The diversity of the profession of landscape architecture is well represented at Penn. Students are introduced both to the varied scales of practice (from gardens and small urban parks to larger territories such as city sectors, brownfields, and regional watersheds) and to its broad scope (from formal and material issues to techniques of reclamation, management, and communication). These concerns are most developed in the design studios, where students are encouraged to explore and expand their own creativity while learning the necessary conceptual, visual and technical skills to properly develop their work. Seminars and workshops in history and theory, technology (ecology, horticulture, earthwork, construction, and project management), and visual and digital media further complement this work. Advanced, speculative and/or independent work takes place in the final year of study, where students may choose from a wide array of offerings across the School.
The faculty is internationally distinguished and provides expertise in design, urbanism, representation, technology, and history and theory. In addition, leading practitioners and theorists around the world are invited to lecture, run seminars, or teach advanced studios. Together with very strong links to the other departments in the School—and especially to the Department of Architecture - the Department is exceptionally well served by talented and committed teachers, each a major authority in the field.

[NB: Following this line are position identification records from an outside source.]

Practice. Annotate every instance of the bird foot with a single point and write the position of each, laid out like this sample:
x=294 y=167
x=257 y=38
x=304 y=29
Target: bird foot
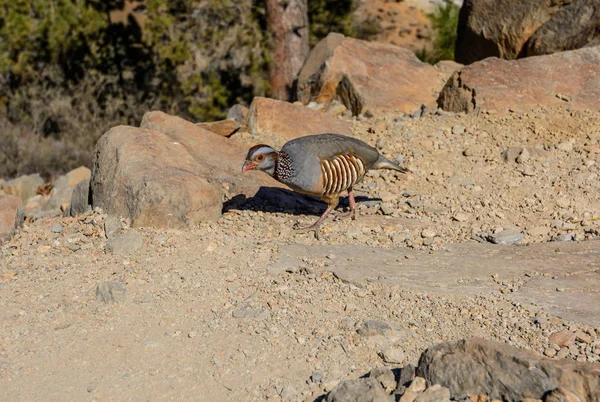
x=338 y=215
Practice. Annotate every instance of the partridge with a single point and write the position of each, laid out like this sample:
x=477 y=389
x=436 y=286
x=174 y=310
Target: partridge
x=322 y=165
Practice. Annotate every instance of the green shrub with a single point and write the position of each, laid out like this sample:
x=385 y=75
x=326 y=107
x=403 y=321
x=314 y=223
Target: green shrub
x=444 y=21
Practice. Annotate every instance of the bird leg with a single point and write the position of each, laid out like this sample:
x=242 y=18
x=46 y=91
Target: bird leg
x=352 y=212
x=332 y=202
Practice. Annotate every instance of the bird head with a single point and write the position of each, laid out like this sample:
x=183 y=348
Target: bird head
x=261 y=157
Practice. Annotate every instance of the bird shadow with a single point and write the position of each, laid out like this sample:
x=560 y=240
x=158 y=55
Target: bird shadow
x=276 y=199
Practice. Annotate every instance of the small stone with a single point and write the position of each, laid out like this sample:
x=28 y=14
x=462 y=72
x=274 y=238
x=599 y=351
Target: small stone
x=417 y=385
x=563 y=353
x=435 y=393
x=524 y=156
x=461 y=217
x=456 y=130
x=288 y=392
x=428 y=233
x=581 y=336
x=255 y=314
x=316 y=377
x=386 y=378
x=373 y=327
x=506 y=237
x=386 y=208
x=564 y=237
x=112 y=226
x=125 y=243
x=393 y=355
x=407 y=374
x=566 y=146
x=111 y=292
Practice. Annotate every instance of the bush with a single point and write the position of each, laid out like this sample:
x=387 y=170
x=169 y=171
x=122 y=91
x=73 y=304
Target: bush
x=68 y=73
x=444 y=21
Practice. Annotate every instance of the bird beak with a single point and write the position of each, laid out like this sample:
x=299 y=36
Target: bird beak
x=248 y=166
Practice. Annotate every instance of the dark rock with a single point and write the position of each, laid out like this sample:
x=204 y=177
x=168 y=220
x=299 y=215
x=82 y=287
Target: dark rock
x=496 y=85
x=360 y=390
x=477 y=366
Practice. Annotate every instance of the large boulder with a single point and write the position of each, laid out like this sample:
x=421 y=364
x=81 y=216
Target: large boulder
x=366 y=76
x=276 y=122
x=11 y=215
x=168 y=173
x=511 y=29
x=569 y=79
x=60 y=196
x=500 y=371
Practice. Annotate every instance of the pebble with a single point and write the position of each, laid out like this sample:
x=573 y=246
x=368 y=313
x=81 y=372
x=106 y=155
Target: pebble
x=112 y=226
x=255 y=314
x=564 y=237
x=428 y=233
x=316 y=377
x=125 y=243
x=506 y=237
x=417 y=385
x=111 y=292
x=393 y=355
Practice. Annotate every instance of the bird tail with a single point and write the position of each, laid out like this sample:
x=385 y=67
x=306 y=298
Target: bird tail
x=383 y=163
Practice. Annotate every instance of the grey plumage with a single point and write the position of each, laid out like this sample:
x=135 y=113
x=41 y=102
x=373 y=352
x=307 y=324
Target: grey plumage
x=323 y=165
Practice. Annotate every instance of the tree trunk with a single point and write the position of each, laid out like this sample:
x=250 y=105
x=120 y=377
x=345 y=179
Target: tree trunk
x=287 y=21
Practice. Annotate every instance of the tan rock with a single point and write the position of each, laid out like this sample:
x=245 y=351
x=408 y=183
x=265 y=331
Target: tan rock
x=277 y=122
x=169 y=173
x=23 y=187
x=366 y=76
x=562 y=79
x=509 y=29
x=562 y=338
x=221 y=127
x=60 y=196
x=10 y=215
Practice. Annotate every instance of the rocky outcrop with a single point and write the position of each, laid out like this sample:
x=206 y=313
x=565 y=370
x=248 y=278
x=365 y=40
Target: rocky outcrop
x=567 y=79
x=168 y=173
x=11 y=215
x=366 y=76
x=60 y=196
x=510 y=30
x=477 y=366
x=23 y=187
x=276 y=122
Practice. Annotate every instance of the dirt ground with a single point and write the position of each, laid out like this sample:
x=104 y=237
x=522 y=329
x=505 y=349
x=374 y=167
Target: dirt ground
x=207 y=313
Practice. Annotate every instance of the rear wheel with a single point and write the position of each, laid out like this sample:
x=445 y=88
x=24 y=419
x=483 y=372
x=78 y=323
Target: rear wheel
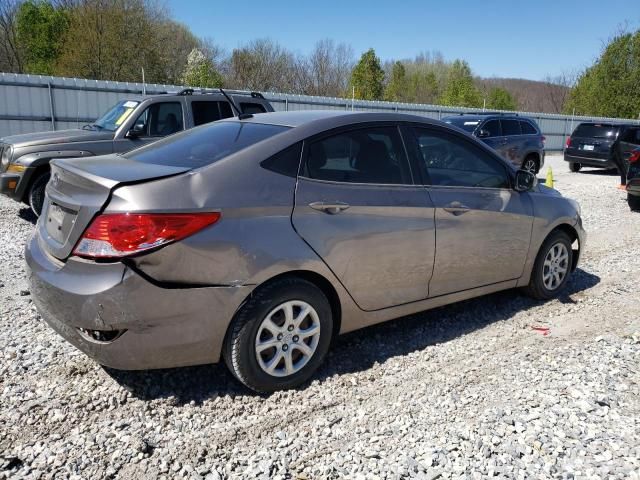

The Department offers two primary courses of study leading to a professionally accredited Master of Landscape Architecture (MLA). The first professional degree program is three years in length and is designed for students with an undergraduate degree in a field other than landscape architecture or architecture. The second professional degree is two years in length and is designed for those who already hold an accredited bachelors degree in either landscape architecture or architecture. Students may be admitted with advanced standing into either of these programs depending upon their respective backgrounds. Dual degree programs with architecture (MLA/MARCH), city planning (MLA/MCP), or fine arts (MLA/MFA) are also available. All of the above named degrees may be combined with certificate programs in Historic Preservation, Urban Design, or Real Estate and Development. The Department also offers a Certificate in Landscape Studies, designed for students who may wish to augment or focus their prior work through research into landscape topics.